歩き、撮り、読み、創り、聴き、飲み、食い、語り合い、考えたことを書き留めてみます。

ぶらり歩きの京都(1) 旧京都電燈本社屋のモダニズム

2010-06-07 14:06:29 | 建築・風景

京都の旅は、京都駅前左手に建っている旧電灯本社屋(現関西電力京都支店社屋・1937年設計武田五一)の撮影からスタートした。今までに何度かトライしたがなかなかいい写真が撮れなかった。
連なったバスや駅前を通り抜ける車が多くて途切れたと思った途端にどこからともなく現れる車、ということだけではなく、眼の前の邪まっけな交通標識、それをはずそうとすると車道に乗り出さなくてはいけない。引きがなくてレンズのシフトに収まりきれない。
この旅は僕の好きなように付き合ってくれるという妻君と娘の好意がほのぼのと嬉しく、ちゃんと撮っておきたいと思った。

設計をした武田五一は京都市役所本館など関西を中心として記念碑的な建築をつくった建築家である。明治5年(1872年)広島県福山市(現)に生まれた。当時はまだ福山藩だったことを考えると、近代化に揺れたその時代が浮かび上がってくるような気がする。
東京大学(現)に学び、京都工芸繊維大学や京都大学の建築学科を創立し、日本の建築界、ことに関西の建築界に大きな軌跡を残したが、アールヌーボーやセセッションを日本に紹介した建築家・研究者としても知られている。

この社屋は1932年に欧米の建築視察をしてモダニズムの時代を受け止め、64歳になった五一が、装飾を排除して構造体を強調した外壁をつくった。ファインダーを覗きながら、翌年に逝去した建築界の大御所になった五一の、晩年になっても尽きない建築へかける想いに打たれた。

興味深く魅力的なのは玄関ホールの間接照明を配したドーム状の天井だ。建築家としての情念を残しながら電燈の時代を見据えた。DOCOMOMO選定建築として選定されている武田五一のモダニズム建築である。

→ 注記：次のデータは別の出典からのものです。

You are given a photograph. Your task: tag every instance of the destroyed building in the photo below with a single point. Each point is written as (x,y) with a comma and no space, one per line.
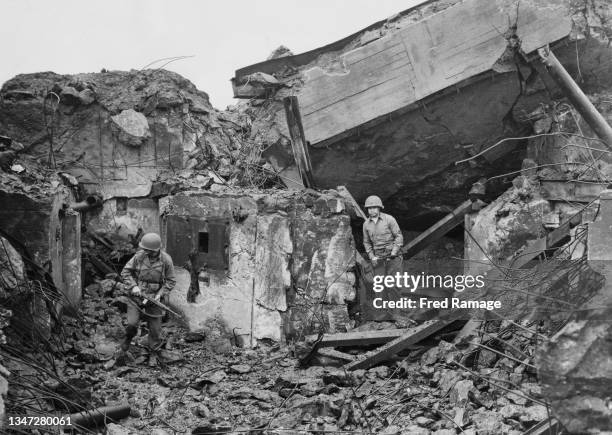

朝の9時、新幹線「のぞみ」を降りて快晴の京都駅前にたち大きく深呼吸をした。
既に建ってから13年になってあの大空間が当たり前になった建築家原広司の京都駅、山田守の問題作京都タワー、批判が渦巻いたこの建築も建築技術の塊だ。西本願寺の大改修が終わったと思ったら大仮構で覆われた東本願寺。
京都の建築は現在(いま)に生きている。

さて、我が家の`ぶらり歩きの京都`がこの旧京都電灯本社屋からスタートした。